The “contingent” aspect means the sale is conditional, pending the successful fulfillment of certain criteria agreed upon by both the buyer and the seller. These conditions, known as contingencies, are protective clauses written into the purchase agreement. For instance, if a financing contingency is not met because the buyer cannot secure a loan, the buyer might withdraw without penalty, allowing the seller to seek another buyer. If any agreed-upon conditions are not satisfied within a specified timeframe, the initial contract can be terminated without penalty to the buyer, potentially allowing a backup offer to proceed.

For sellers, maintaining an “active contingent” status keeps the property visible to other potential buyers. This allows them to continue marketing the property and secure a backup buyer, reducing the impact if the current deal falls through. For other interested buyers, this status presents an opportunity to pursue a property that is under contract but not yet fully sold.
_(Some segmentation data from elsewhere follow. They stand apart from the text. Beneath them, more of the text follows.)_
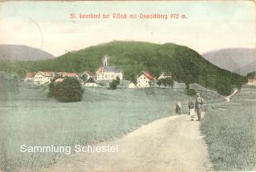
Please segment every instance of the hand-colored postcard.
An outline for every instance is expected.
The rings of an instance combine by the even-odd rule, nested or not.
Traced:
[[[256,170],[253,1],[0,2],[0,171]]]

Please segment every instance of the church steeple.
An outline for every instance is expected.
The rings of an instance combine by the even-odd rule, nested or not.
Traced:
[[[107,55],[104,55],[102,58],[102,65],[103,66],[107,66]]]

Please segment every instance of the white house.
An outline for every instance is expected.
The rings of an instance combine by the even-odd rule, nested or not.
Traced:
[[[130,82],[129,85],[128,85],[128,88],[135,88],[136,86],[134,82]]]
[[[256,77],[252,78],[249,78],[247,85],[248,86],[256,86]]]
[[[158,79],[166,78],[171,78],[171,74],[162,72]]]
[[[93,79],[96,79],[96,75],[94,73],[91,71],[85,71],[83,72],[80,77],[82,78],[83,76],[86,76],[87,78],[92,78]]]
[[[96,87],[98,86],[98,85],[95,82],[94,79],[91,77],[87,79],[87,81],[85,82],[86,86],[91,86],[91,87]]]
[[[58,72],[57,74],[62,78],[68,78],[68,77],[78,78],[78,74],[75,72]]]
[[[35,84],[46,84],[50,83],[54,77],[54,72],[38,72],[34,76],[34,83]]]
[[[154,75],[148,71],[142,71],[139,77],[137,78],[137,87],[145,88],[150,87],[150,82],[154,80]]]
[[[54,82],[58,83],[58,82],[62,82],[64,81],[64,78],[58,78]]]
[[[108,66],[108,57],[105,55],[102,58],[102,67],[98,68],[96,72],[96,80],[113,80],[119,77],[123,78],[122,71],[115,66]]]
[[[24,82],[34,82],[34,72],[27,72],[26,73]]]

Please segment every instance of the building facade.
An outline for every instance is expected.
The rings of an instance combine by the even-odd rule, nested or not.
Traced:
[[[122,80],[123,78],[122,71],[115,66],[108,66],[108,57],[105,55],[102,58],[102,67],[98,68],[96,72],[96,80],[113,80],[117,77]]]
[[[150,86],[150,82],[154,81],[154,75],[148,71],[142,71],[137,78],[137,87],[146,88]]]
[[[248,79],[247,85],[248,86],[256,86],[256,77],[254,78]]]
[[[34,82],[34,72],[27,72],[27,73],[26,73],[24,82]]]
[[[54,77],[54,72],[38,72],[34,76],[35,84],[48,84]]]
[[[162,72],[158,79],[159,80],[159,79],[167,78],[171,78],[171,74]]]

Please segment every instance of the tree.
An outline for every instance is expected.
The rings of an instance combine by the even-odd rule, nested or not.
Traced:
[[[166,82],[167,84],[167,86],[169,86],[169,88],[171,86],[173,87],[174,86],[174,82],[172,78],[166,78]]]
[[[186,94],[193,96],[196,94],[196,91],[194,89],[187,89],[186,90]]]
[[[190,82],[185,82],[185,84],[186,84],[186,90],[189,90],[190,89]]]
[[[134,74],[132,74],[130,77],[131,82],[133,82],[134,84],[137,85],[137,78],[135,77]]]
[[[83,82],[86,82],[88,79],[88,76],[87,74],[83,74],[81,76],[81,78],[82,79]]]
[[[163,86],[166,87],[167,86],[166,78],[161,78],[160,80],[162,84],[163,84]]]
[[[160,86],[162,85],[162,81],[161,81],[161,79],[158,79],[158,81],[157,81],[157,85],[160,87]]]
[[[75,102],[82,98],[83,90],[76,78],[66,78],[54,86],[54,96],[61,102]]]
[[[116,79],[114,79],[110,83],[110,89],[111,90],[116,90],[118,88],[118,86],[120,84],[120,78],[119,77],[117,77]]]

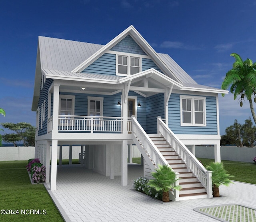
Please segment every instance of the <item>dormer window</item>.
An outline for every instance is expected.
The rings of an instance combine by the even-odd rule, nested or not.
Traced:
[[[126,76],[141,72],[141,58],[121,55],[117,55],[117,58],[118,75]]]

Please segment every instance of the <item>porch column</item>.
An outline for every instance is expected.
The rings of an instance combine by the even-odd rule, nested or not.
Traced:
[[[123,140],[122,143],[122,163],[121,169],[121,184],[122,186],[127,186],[128,184],[127,145],[127,140]]]
[[[51,190],[56,190],[57,184],[57,154],[58,140],[52,141],[52,162],[51,165]]]
[[[59,158],[59,167],[61,167],[62,164],[62,145],[60,145],[60,158]]]
[[[122,116],[123,117],[123,133],[128,134],[128,130],[127,127],[128,126],[128,107],[127,98],[126,98],[125,91],[123,90],[122,92]]]
[[[81,165],[81,166],[84,166],[84,145],[81,145],[81,156],[80,156],[80,164]]]
[[[115,174],[114,145],[112,144],[107,144],[106,146],[110,154],[110,178],[112,180]]]
[[[194,145],[192,145],[192,154],[196,156],[196,146]]]
[[[51,151],[51,141],[47,141],[46,144],[46,161],[45,164],[45,182],[50,182],[50,159]]]
[[[214,159],[215,162],[220,162],[220,142],[214,144]]]
[[[69,145],[69,162],[68,162],[69,165],[72,164],[72,145]]]
[[[60,85],[54,84],[53,86],[53,103],[52,108],[52,138],[56,138],[58,133],[58,122],[59,116],[59,100]]]

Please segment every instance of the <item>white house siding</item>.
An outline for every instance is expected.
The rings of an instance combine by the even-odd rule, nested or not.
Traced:
[[[92,170],[100,174],[106,175],[106,145],[93,145]]]

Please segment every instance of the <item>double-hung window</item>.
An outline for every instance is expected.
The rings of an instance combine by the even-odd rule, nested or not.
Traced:
[[[117,58],[118,75],[133,75],[141,71],[140,58],[122,55],[117,55]]]
[[[75,96],[60,95],[60,96],[59,114],[61,115],[61,118],[65,119],[66,122],[69,123],[71,117],[68,116],[73,116],[74,114]],[[61,123],[64,123],[63,120]]]
[[[103,115],[103,97],[88,96],[88,116],[102,116]]]
[[[180,125],[206,126],[206,98],[180,96]]]

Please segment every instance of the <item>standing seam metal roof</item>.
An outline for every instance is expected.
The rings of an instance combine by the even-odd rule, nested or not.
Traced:
[[[41,69],[51,70],[52,73],[56,70],[54,72],[57,75],[60,74],[57,72],[58,70],[68,72],[69,76],[71,76],[72,73],[76,76],[70,72],[104,46],[43,36],[39,36],[38,40]],[[197,84],[168,55],[158,54],[182,83]]]

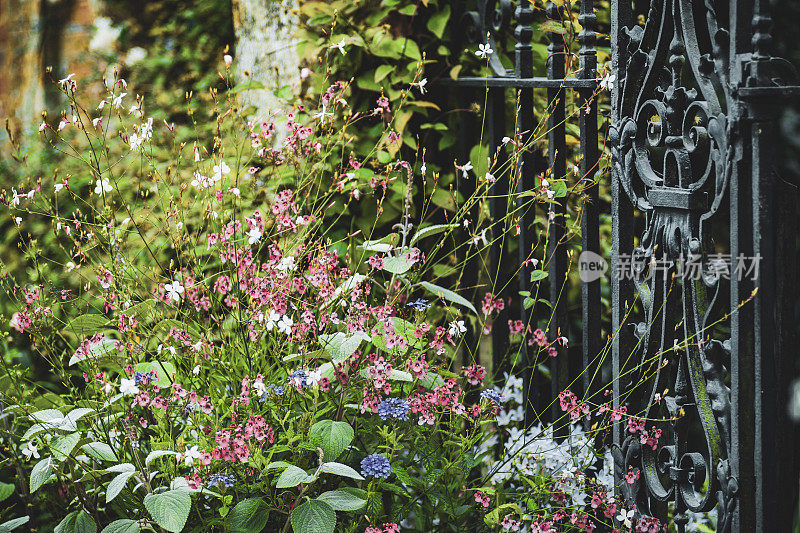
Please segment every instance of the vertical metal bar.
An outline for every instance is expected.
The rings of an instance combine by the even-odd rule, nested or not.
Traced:
[[[495,298],[506,300],[509,296],[508,269],[503,261],[505,249],[505,227],[508,211],[508,177],[511,171],[506,168],[508,158],[503,146],[503,137],[506,135],[505,105],[506,92],[502,88],[491,88],[487,96],[487,121],[489,136],[489,157],[494,163],[492,174],[495,183],[489,189],[489,214],[491,218],[491,245],[489,247],[489,265],[491,268],[490,281],[495,282],[499,289]],[[493,371],[496,378],[502,379],[502,372],[509,370],[508,360],[508,321],[509,306],[500,311],[492,328],[492,357]]]
[[[517,27],[514,35],[517,43],[514,46],[514,72],[517,78],[533,77],[533,48],[531,38],[533,29],[530,26],[533,21],[533,10],[528,0],[519,0],[517,9],[514,12],[517,19]],[[524,147],[517,160],[517,192],[524,192],[533,188],[533,174],[535,172],[535,155],[529,146],[534,129],[533,115],[533,89],[519,89],[517,92],[519,108],[517,109],[516,138],[518,146]],[[533,219],[536,213],[532,209],[519,209],[519,290],[528,290],[530,283],[530,263],[528,254],[531,251],[531,244],[534,242]],[[528,323],[528,313],[525,306],[520,305],[520,320],[523,324]],[[536,421],[534,406],[536,405],[534,394],[536,388],[532,387],[533,379],[536,375],[534,362],[529,360],[528,347],[523,341],[520,344],[519,361],[524,372],[523,395],[525,396],[525,424],[531,425]]]
[[[633,24],[631,3],[625,0],[611,0],[611,64],[613,73],[622,80],[621,66],[624,58],[621,57],[620,33],[622,28]],[[619,128],[619,109],[621,102],[619,90],[611,95],[611,131],[612,144],[619,143],[621,131]],[[633,348],[633,332],[629,326],[624,326],[625,313],[633,305],[633,283],[630,277],[622,275],[620,254],[630,254],[633,251],[633,206],[625,195],[617,175],[622,171],[624,163],[612,161],[611,171],[611,329],[612,329],[612,379],[614,390],[614,408],[621,406],[623,393],[620,383],[620,372],[627,357]],[[619,165],[619,166],[618,166]],[[619,169],[619,170],[617,170]],[[616,423],[613,429],[614,444],[622,445],[622,424]]]
[[[581,14],[578,18],[583,30],[578,34],[581,43],[579,52],[578,77],[583,79],[597,78],[597,51],[594,43],[597,38],[594,30],[597,27],[597,16],[594,14],[594,2],[583,0]],[[598,203],[598,185],[594,181],[599,161],[597,148],[597,103],[594,91],[580,91],[580,130],[581,130],[581,184],[584,190],[583,214],[581,218],[581,251],[600,254],[600,218]],[[583,282],[581,285],[581,363],[584,369],[583,390],[588,396],[589,381],[594,369],[589,369],[589,361],[600,353],[600,279]]]
[[[547,4],[547,16],[553,20],[561,21],[560,10],[553,2]],[[550,45],[547,47],[547,77],[551,80],[563,79],[566,61],[564,55],[563,37],[557,33],[549,33]],[[548,117],[547,117],[547,149],[550,162],[550,179],[566,179],[567,177],[567,142],[566,142],[566,113],[564,102],[564,89],[547,89]],[[559,336],[569,336],[569,321],[567,318],[568,290],[567,284],[567,256],[566,236],[566,199],[558,204],[551,204],[549,223],[549,273],[550,273],[550,303],[553,316],[548,328],[548,338],[555,339]],[[568,350],[555,343],[558,355],[552,359],[550,377],[553,398],[569,386],[570,361]],[[553,420],[561,415],[557,402],[552,406]]]
[[[739,62],[740,54],[750,51],[752,13],[751,0],[733,0],[730,6],[730,70],[731,86],[744,82],[744,73]],[[730,102],[728,114],[731,118],[741,114],[740,104]],[[747,191],[751,190],[750,169],[745,160],[745,139],[749,137],[747,125],[741,123],[734,146],[730,178],[730,248],[731,257],[752,252],[752,213],[749,209]],[[749,154],[748,154],[749,155]],[[755,366],[752,357],[753,309],[750,305],[739,307],[752,293],[750,280],[731,280],[731,443],[728,452],[731,476],[738,480],[739,496],[731,520],[733,533],[755,531],[755,462],[753,450],[753,403]]]

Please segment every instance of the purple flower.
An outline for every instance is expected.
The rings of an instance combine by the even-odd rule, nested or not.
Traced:
[[[208,477],[208,486],[217,487],[222,485],[226,488],[231,488],[236,483],[236,476],[233,474],[211,474]]]
[[[389,459],[383,454],[373,453],[361,460],[361,475],[364,477],[373,476],[387,479],[392,475],[393,471],[392,465],[389,464]]]
[[[500,405],[503,402],[503,396],[494,389],[486,389],[481,392],[481,398],[486,398],[496,405]]]
[[[408,420],[408,402],[402,398],[386,398],[378,405],[378,416],[381,420],[394,418]]]

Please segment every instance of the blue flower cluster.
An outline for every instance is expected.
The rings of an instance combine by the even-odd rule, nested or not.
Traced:
[[[217,487],[222,485],[226,488],[231,488],[236,484],[236,476],[233,474],[211,474],[208,477],[208,486]]]
[[[408,402],[402,398],[386,398],[378,405],[378,416],[381,420],[394,418],[396,420],[408,420]]]
[[[500,405],[503,402],[503,396],[494,389],[486,389],[481,392],[481,398],[491,400],[495,405]]]
[[[373,476],[387,479],[392,475],[394,469],[389,464],[389,459],[380,453],[373,453],[361,460],[361,475],[364,477]]]

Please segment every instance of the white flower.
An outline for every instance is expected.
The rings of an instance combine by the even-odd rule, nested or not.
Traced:
[[[319,123],[320,124],[323,124],[325,122],[325,117],[332,117],[333,116],[333,113],[328,113],[327,109],[328,109],[328,107],[325,104],[322,104],[322,111],[320,111],[319,113],[316,113],[314,115],[314,118],[318,118],[319,119]]]
[[[283,317],[278,321],[278,329],[287,335],[292,332],[293,325],[294,321],[287,315],[283,315]]]
[[[489,43],[479,44],[478,45],[478,51],[475,52],[475,55],[480,57],[481,59],[484,59],[484,58],[488,57],[489,55],[491,55],[493,52],[494,52],[494,50],[492,50],[492,47],[489,46]]]
[[[94,186],[94,193],[95,194],[103,194],[104,192],[111,192],[114,188],[108,181],[108,178],[103,178],[102,180],[97,180]]]
[[[450,322],[450,329],[447,332],[453,337],[458,337],[462,333],[466,333],[467,327],[464,325],[463,320],[453,320]]]
[[[339,44],[332,44],[332,45],[331,45],[331,48],[338,48],[338,49],[339,49],[339,51],[342,53],[342,55],[345,55],[345,54],[347,53],[347,52],[345,51],[345,49],[344,49],[344,47],[345,47],[345,45],[346,45],[346,44],[347,44],[347,39],[345,39],[344,37],[342,37],[342,42],[340,42]]]
[[[186,448],[186,451],[183,452],[183,464],[191,466],[195,459],[200,459],[200,455],[200,450],[197,448],[197,445],[189,446]]]
[[[136,386],[135,380],[122,378],[119,382],[119,391],[125,395],[134,395],[139,394],[139,387]]]
[[[616,74],[606,74],[602,80],[600,80],[600,88],[605,89],[609,92],[614,90],[614,82],[616,81],[617,76]]]
[[[281,315],[274,309],[269,310],[269,316],[267,317],[267,330],[272,331],[272,329],[278,324],[280,321]]]
[[[29,442],[25,445],[25,447],[22,449],[22,455],[25,456],[26,461],[30,461],[31,457],[34,459],[38,459],[40,457],[39,450],[32,442]]]
[[[617,520],[623,523],[625,527],[632,527],[633,526],[633,513],[635,509],[631,509],[630,511],[625,511],[625,509],[620,509],[619,514],[617,515]]]
[[[183,294],[184,289],[181,282],[176,279],[172,283],[164,285],[164,290],[167,291],[167,296],[169,296],[171,300],[178,302],[181,299],[181,294]]]
[[[259,240],[261,240],[262,235],[264,235],[264,233],[256,226],[255,228],[252,228],[249,232],[247,232],[247,236],[249,237],[247,239],[247,242],[250,244],[255,244]]]
[[[216,183],[230,173],[231,167],[229,167],[225,161],[221,161],[219,165],[214,165],[214,176],[212,179],[214,180],[214,183]]]

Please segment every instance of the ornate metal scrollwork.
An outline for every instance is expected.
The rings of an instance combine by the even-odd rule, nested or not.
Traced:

It signals that while a deal is in progress, there remains a chance for them to step in.

Common Contingencies

Several common contingencies can be included in a real estate contract, making a listing “active contingent” until their resolution.

An inspection contingency grants the buyer the right to have the property professionally inspected within a specified timeframe, often 10 to 14 days after contract signing. If significant issues are discovered, the buyer can negotiate repairs, request a price reduction, or withdraw from the contract without losing their earnest money deposit.

An appraisal contingency stipulates that the property must appraise for at least the agreed-upon purchase price. Lenders require an appraisal to ensure the property’s value supports the loan amount. If the appraisal comes in lower, the buyer may renegotiate the price, pay the difference in cash, or exit the agreement. This protects both the buyer from overpaying and the lender.

A financing contingency protects the buyer by making the sale dependent on their ability to secure the necessary mortgage loan within a set period, 30 to 45 days. This allows the buyer time to get loan approval. If the buyer cannot secure the loan, they can exit the contract without penalty. This contingency often includes a loan commitment deadline for firm approval.

The sale of buyer’s home contingency is common, particularly for buyers needing equity from their current home to fund the new purchase. This clause means the buyer’s purchase of the new property is conditional on them successfully selling their existing home by a specific date, often within 30 to 60 days. If the buyer’s home does not sell within the agreed timeframe, they have the option to terminate the contract.

Making an Offer on an Active Contingent Property

For a buyer interested in a property listed as “active contingent,” the initial step involves consulting with their real estate agent to understand the specific contingencies in place. While the property is under contract, the existing deal could still fall through, creating an opportunity for a new buyer. Understanding the nature of the current contingencies, such as a lengthy home sale contingency, can provide insight into the likelihood of the primary contract failing.

Buyers can submit a backup offer, which is a formal offer to purchase the property should the initial contract terminate. This offer becomes primary only if the first agreement does not close, often due to unmet contingencies like a failed appraisal or inability to secure financing. A backup offer includes its own set of terms and conditions, similar to any standard purchase agreement, and requires an earnest money deposit.

This approach allows a buyer to secure a potential claim on the property without further delays if the opportunity arises. Buyers should be prepared for the possibility that the initial contract will proceed to closing, in which case their backup offer would not be activated.